A white plaster body cast of a pregnant woman entombs her contrasting caramel face that lies motionless (asleep, alive, entranced?) against a white institutional wall. The Mother Mold process of casting pregnant people in domestic construction materials is revealed with sedimentary layers of wall plaster on gauze, on indigo silicone, on waxed skin. Mother Molds and Death Masks were plaster and wax molds of guillotined royalty used as a proto-photographic document to globalize democracy during the French Revolution. Today, these tourist attractions can be seen at Madame Taussaud’s wax museum alongside pop icons like pregnant Beyonce. A series of iconic rituals including mama spas and belly casts have developed as middle class maternity status symbols, but remain unrecognized by museums and “high” culture institutions. Using the same techniques and materials as the death masks, the recent “belly cast” vernacular sculpture technique (alongside the “maternity photo shoot”) is a procreative signal of craft agency and ceremonial motherhood.
The Fissured suite of photographs are a polyptych altarpiece (9 photographs) depicting the Mama Spa Botanica process where black and brown pregnant people cast their pregnant bodies in vernacular Mother Mold belly casts, in collaboration with the artist and their reproductive health allies. Medically described, a fissure is an anatomical cleft or tear often associated with trauma during pregnancy. Architecturally, a fissure is the texture most commonly applied to asbestos drop ceiling tiles found in institutional settings including hospitals- often the last image a black or brown mother will see before delivering her child, and the first image a baby sees at birth.

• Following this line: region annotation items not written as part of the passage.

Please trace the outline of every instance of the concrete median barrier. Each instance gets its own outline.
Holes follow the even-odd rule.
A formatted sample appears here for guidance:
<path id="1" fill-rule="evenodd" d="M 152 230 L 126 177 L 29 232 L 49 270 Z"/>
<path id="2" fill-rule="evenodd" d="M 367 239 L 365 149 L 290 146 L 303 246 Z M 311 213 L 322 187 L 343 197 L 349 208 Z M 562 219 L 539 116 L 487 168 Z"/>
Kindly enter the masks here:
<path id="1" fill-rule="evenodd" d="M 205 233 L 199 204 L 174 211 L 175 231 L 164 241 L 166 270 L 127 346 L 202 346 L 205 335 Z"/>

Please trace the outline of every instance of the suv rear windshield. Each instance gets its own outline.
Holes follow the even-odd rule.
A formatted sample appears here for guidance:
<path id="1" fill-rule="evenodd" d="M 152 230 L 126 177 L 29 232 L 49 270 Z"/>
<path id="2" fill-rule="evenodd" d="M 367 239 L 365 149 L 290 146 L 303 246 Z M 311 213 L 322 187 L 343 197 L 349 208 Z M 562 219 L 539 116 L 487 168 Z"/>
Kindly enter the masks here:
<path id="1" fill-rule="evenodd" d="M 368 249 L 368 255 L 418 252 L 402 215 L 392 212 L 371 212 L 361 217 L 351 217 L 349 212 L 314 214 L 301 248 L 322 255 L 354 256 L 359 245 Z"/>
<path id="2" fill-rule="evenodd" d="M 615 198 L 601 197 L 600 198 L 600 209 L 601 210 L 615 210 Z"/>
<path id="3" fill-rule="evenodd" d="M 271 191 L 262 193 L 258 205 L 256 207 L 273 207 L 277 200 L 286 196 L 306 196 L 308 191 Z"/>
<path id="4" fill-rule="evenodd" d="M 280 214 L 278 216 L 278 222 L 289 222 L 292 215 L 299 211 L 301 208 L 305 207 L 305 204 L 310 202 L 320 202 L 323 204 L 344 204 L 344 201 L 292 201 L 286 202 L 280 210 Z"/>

The Linea Negra series photographs (2008-present) documents the inception of gender, power and race structures from slogans, slang, maxims and "old wives tales" to internalized, institutional violence. The works celebrate the melanin line appearing during gestation (most prominent in women of color) as a biological pieta; the first biographical mark on the procreative body and the first sign of our creative humanity.